The plan would allow the CIA to expand “beyond its existing authority to carry out covert strikes against Al Qaeda and other terrorist targets across the border in Pakistan,” the report added. This is significant because, although drone strikes in the hands of the Pentagon is bad enough, at least the military “publicly acknowledges its strikes, unlike the C.I.A.,” according to the Times.
We have argued that in previous stories for AOP how Obama left for his predecessor a covert extrajudicial drone targeting program that affords the executive unchecked power to employ American military force anywhere in the world with little to no accountability or congressional oversight.
It was Obama who normalized the notion of targeted assassinations, expanded executive authority, and paved the way for indefinite war with no geographic boundaries. Trump is now prepared to take this unchecked power to the next level.
Human rights groups are already extremely concerned about Trump’s new Afghan war strategy launched last month that will intensify the air campaign in tandem with less restrictions on the use of force and the delegation of authorities for airstrikes to the lowest ranks.
“We believe the intensification of the conflict has already caused great harm to civilians, and that is likely to get worse,” Human Rights Watch Senior Researcher Patricia Gossman told The Globe Post on September 14. She added that they were “particularly worried about the expanded use of air power.”
And, now, by adding CIA drone strikes to the mix, civilian deaths unaccounted for will also be on the rise.
“CIA drone strikes take place under Title 50 covert action authority, meaning that the operations are not meant to be acknowledged,” Robert Chesney, Professor of Law at Tufts University wrote in a Lawfare piece in March. “Meanwhile, there were many… who claimed that CIA is subject to insufficient legislative oversight, and that CIA lacks the military’s culture of compliance with the law of armed conflict.”
The ACLU, Chesney noted, has argued that “the Pentagon should be used for such strikes because it is more publicly accountable to policy makers, members of Congress and the American public.”
The CIA program provides the executive branch a convenient tool to remove short-term irritants, with Obama and Bush setting precedents for approving “personality” strikes aimed at named, high-value terrorists and “signature” strikes targeting training camps and “suspicious compounds in areas controlled by militants,” according to The Atlantic, criteria which the State Department previously complained was too lax and has led to inaccurate death tolls.
Beyond accountability and moral hazard issues there are also legal and ethical implications related to drone strokes both overt and covert.

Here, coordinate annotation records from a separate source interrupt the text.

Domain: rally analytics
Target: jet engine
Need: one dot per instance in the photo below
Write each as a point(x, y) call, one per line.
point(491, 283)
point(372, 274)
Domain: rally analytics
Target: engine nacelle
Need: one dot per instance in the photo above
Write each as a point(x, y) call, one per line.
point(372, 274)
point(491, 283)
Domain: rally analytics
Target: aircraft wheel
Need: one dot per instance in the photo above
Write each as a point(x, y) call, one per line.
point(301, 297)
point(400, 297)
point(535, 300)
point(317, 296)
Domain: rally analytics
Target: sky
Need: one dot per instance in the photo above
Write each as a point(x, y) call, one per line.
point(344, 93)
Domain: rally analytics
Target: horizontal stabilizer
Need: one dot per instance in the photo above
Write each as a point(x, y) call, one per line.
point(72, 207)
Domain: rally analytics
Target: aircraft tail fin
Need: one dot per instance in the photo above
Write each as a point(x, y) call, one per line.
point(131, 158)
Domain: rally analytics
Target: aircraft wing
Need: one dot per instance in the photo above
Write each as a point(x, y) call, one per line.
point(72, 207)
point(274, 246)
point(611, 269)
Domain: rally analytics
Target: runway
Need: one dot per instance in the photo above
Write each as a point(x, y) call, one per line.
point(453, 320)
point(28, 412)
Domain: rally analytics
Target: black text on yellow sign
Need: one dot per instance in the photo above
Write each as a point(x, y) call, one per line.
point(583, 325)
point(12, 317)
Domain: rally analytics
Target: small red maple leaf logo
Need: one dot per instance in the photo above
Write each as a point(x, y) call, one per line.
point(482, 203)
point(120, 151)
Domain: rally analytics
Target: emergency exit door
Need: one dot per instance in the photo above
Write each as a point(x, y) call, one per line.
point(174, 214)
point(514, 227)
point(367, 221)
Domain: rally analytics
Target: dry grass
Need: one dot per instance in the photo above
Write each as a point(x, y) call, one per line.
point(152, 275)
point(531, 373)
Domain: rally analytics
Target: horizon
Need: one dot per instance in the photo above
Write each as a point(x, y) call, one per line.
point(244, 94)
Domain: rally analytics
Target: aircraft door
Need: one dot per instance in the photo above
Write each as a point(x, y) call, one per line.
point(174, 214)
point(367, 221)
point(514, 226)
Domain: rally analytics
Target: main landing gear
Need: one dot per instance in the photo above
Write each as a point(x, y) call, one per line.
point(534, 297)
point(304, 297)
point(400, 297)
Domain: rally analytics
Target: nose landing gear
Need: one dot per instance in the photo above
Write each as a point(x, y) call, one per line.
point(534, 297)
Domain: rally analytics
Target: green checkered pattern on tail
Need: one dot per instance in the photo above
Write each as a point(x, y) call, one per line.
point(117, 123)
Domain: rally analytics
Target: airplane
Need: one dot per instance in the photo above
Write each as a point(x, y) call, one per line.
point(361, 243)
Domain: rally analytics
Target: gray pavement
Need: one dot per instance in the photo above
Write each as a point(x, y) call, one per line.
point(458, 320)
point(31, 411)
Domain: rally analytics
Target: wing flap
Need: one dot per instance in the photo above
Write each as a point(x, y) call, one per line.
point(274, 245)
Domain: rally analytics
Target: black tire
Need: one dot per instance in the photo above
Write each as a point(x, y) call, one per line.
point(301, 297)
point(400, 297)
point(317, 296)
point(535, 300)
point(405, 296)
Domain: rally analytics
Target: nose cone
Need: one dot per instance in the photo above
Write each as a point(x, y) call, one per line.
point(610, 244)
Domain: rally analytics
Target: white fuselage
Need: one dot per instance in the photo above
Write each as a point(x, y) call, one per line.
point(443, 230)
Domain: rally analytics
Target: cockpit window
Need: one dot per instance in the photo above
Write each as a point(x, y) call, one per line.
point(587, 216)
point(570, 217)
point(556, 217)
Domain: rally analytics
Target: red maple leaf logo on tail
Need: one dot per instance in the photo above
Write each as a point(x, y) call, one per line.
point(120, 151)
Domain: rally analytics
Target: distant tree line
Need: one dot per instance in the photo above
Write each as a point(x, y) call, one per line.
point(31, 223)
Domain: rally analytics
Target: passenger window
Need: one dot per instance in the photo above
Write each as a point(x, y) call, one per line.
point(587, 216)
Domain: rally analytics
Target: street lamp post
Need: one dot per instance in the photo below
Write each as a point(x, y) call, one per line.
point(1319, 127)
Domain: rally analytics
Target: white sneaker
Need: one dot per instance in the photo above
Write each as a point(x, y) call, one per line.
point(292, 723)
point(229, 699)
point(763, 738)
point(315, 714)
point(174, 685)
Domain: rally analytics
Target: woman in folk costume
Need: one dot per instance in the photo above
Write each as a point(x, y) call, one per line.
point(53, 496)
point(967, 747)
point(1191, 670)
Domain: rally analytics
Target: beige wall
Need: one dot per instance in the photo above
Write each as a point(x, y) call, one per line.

Targeted assassination via drone seems intuitively dubious when an 18-year old in front of a Playstation in Nevada can play judge, jury and executioner in one fell swoop.
While outraged by waterboarding and treatment of prisoners at Guantanamo, many Democrats appeared comfortable with instantly killing a suspect without any due process.
French philosopher Grégoire Chamayou, in his book A Theory of the Drone, puts the moral dilemma in thought-provoking perspective, arguing that the nature of drone warfare has created a crisis in the just war doctrine given the “ethics of combat shifts and becomes an ethic of putting to death, a necroethic that makes use of jus in bello in order to convert them into a criteria of acceptable murder.”
Chamayou argues that drone assassinations afford the military an asymmetric advantage that defy norms of warfare by failing to provide the same reciprocity of risk. Hence, regardless how evil the targets, the very nature of the attacks are illegitimate.
Efficacy is yet another factor: Several studies have shown that CIA drone strikes have ended up creating more terrorists than the U.S. sought to eliminate in the first place. In short, the covert drone program is illegal, unethical, and counterproductive.
Yet the unmanned aerial vehicle under CIA auspices provides the White House with the ideal mode of destruction from a political standpoint because no Americans will ever be in harm’s way and no one will be held accountable for civilian deaths. Thus, it is a miracle the U.S. has waited this long to unleash the secret drones over the skies of Afghanistan.